Ein kleines Buch über die Kunst zu sterben

Ulf Nilsson ist (Präsens) ist preisgekrönter Schriftsteller als er die Diagnose Krebs erhält. Bauchspeicheldrüse und Bauchraum sind angegriffen. Heilung – unmöglich. Drei Monate – zwölf/dreizehn Wochen hat er noch, um … Das „Es sollten zehn Wochen werden“, die seine Frau im Vorwort schreibt, sind nicht einmal ansatzweise resignierend gemeint. Denn das, was nun folgt, ist real, ungeschönt, herzlich, nüchtern und niemals angriffig, gefühlsduselig, Mitleid einfordernd.

Ulf Nilsson tut das, was er sein ganzes Leben kann: Schreiben. Tagebuch, Meist nur wenige Worte und Sätze, die kaum eine Seite füllen. Jedoch dem Leser eine Art Zuversicht vermitteln – das Ziel niemals verleugnend. Auch fehlen die Tagesangaben, was den Leserfluss am Leben hält.

Das Ende ist definiert. Das Ziel ist klar, auch wenn ein dichter Nebel über den Weg dorthin hängt. Dass das Ende unumkehrbar ist, stellt niemand in Frage. Nur hat sich der Krebs dazwischengestellt und lässt keinen zeitlichen Spielraum mehr zu, um vielleicht das Eine oder Andere zu tun, was man immer (noch) tun wollte.

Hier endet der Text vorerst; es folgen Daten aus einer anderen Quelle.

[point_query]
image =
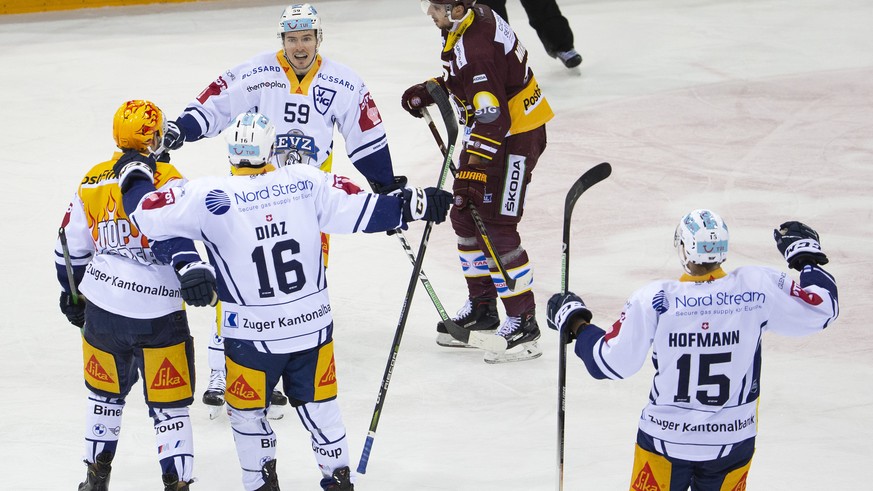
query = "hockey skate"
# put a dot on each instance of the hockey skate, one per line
(477, 314)
(278, 401)
(271, 480)
(172, 482)
(570, 59)
(521, 334)
(341, 480)
(214, 395)
(97, 478)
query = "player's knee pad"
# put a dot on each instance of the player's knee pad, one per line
(518, 268)
(255, 443)
(175, 441)
(474, 263)
(324, 423)
(103, 422)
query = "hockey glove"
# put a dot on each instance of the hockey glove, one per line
(562, 313)
(415, 98)
(428, 204)
(75, 312)
(175, 136)
(133, 166)
(197, 282)
(799, 244)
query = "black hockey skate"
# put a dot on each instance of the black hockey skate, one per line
(277, 403)
(172, 482)
(477, 314)
(271, 480)
(214, 395)
(521, 334)
(97, 478)
(341, 480)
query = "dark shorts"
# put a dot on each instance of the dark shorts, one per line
(118, 350)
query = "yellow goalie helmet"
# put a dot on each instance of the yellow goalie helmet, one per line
(139, 125)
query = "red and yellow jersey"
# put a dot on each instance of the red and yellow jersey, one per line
(122, 274)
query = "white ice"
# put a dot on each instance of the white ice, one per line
(760, 110)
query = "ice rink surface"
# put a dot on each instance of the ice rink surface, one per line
(762, 111)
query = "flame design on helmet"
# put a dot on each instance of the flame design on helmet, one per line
(138, 125)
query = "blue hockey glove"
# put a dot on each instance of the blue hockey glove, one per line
(799, 244)
(175, 136)
(415, 98)
(562, 312)
(428, 204)
(197, 282)
(133, 166)
(75, 312)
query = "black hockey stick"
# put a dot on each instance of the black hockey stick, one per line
(74, 292)
(594, 175)
(445, 107)
(452, 133)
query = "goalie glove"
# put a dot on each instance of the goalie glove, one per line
(562, 312)
(428, 204)
(799, 244)
(197, 284)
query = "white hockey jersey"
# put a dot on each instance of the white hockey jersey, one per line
(262, 236)
(303, 111)
(705, 338)
(122, 274)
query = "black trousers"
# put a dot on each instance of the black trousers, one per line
(545, 18)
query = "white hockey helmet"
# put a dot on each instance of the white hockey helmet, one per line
(250, 140)
(701, 238)
(299, 17)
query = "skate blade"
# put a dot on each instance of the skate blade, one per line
(215, 411)
(522, 352)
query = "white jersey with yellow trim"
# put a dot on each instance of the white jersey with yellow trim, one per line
(122, 274)
(705, 338)
(304, 111)
(262, 235)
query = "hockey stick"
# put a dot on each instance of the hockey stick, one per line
(74, 292)
(452, 133)
(594, 175)
(445, 107)
(488, 342)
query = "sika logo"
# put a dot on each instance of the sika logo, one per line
(241, 389)
(645, 481)
(329, 377)
(96, 370)
(167, 377)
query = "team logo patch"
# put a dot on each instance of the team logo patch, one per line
(370, 117)
(217, 202)
(159, 199)
(322, 98)
(808, 297)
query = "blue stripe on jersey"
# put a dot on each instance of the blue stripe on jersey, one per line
(584, 349)
(376, 167)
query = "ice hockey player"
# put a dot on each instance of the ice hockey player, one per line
(306, 96)
(262, 230)
(553, 29)
(505, 114)
(705, 330)
(134, 325)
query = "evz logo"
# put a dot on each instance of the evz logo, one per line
(322, 98)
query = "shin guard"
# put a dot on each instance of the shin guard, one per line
(103, 422)
(175, 441)
(255, 443)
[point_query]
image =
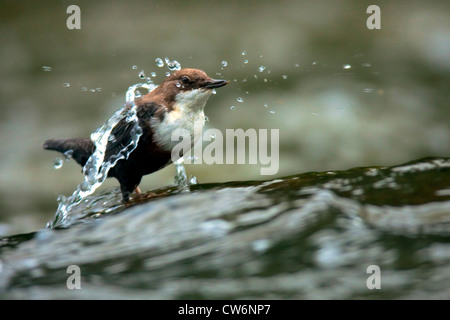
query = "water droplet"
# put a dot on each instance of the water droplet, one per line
(84, 186)
(172, 65)
(159, 62)
(57, 163)
(68, 155)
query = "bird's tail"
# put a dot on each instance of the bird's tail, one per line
(82, 148)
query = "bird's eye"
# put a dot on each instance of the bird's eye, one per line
(185, 80)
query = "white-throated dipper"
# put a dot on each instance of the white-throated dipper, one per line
(178, 102)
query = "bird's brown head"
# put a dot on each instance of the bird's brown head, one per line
(192, 87)
(191, 79)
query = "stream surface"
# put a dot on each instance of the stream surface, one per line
(307, 236)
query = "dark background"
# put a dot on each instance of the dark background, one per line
(389, 107)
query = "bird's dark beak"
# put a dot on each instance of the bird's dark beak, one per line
(213, 83)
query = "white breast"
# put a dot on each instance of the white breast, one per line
(187, 113)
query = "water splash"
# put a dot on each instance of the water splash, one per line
(57, 163)
(181, 178)
(96, 169)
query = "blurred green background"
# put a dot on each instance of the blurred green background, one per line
(342, 95)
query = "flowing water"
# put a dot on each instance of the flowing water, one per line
(308, 236)
(96, 169)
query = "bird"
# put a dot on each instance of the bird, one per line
(178, 102)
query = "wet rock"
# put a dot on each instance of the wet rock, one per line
(307, 236)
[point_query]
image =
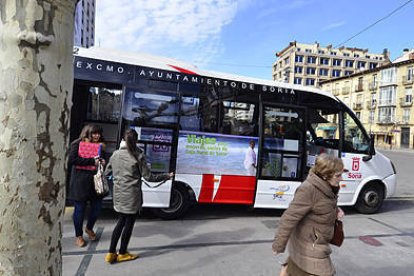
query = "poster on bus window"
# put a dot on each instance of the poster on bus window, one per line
(157, 155)
(209, 153)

Es gibt gute Tage, es gibt schlechtere Tage. Besucher sollen nicht leiden. Den eignen Tod, den stirbt man nur, doch mit dem Tod der Anderen muss man leben (Zitat: Mascha Kaleko).

Alltägliche Dinge sind es Ulf Nilsson wert erwähnt zu werden. Gewichtsabnahme, die Lieferung der Flüssignahrung – eigentlich keine Höhepunkte eines Tages. Doch für ihn wichtig, aus vielerlei Gründen. Es kommt der Punkt, an dem das Ende immer konturierter aus dem Nebel tritt. Ein zarter Sarkasmus umgarnt ihn und seine Familie. Kindliche Fragen erhellen das drohende Dunkel. Ernst sein fällt schwer bis …

Ulf Nilsson wurde (Präteritum) dreiundsiebzig Jahre und vier Tage alt.

Das Buch ist nicht lustig, soll es auch nicht sein! Auch geht es nicht darum mit betroffenheitskitschiger Attitüde dem Tabuthema Tod zu begegnen und mit publikumswirksamen Worten auf die eigene Stiftung o.ä. hinzuweisen.

Dieses kleine Büchlein, Ulf Nilsson ist voll in seinem Element, liest man mehrmals. Als Pageturner (dauert nicht lang), um sich seiner Geschichte bewusst zu werden und noch einmal seitenweise (über einen längern Zeitraum). Beide Male wird man Neues entdecken. Und das ist die große Kunst großer Künstler. Beklemmungen zu lösen ohne vorher anzukündigen dies auch tun zu wollen.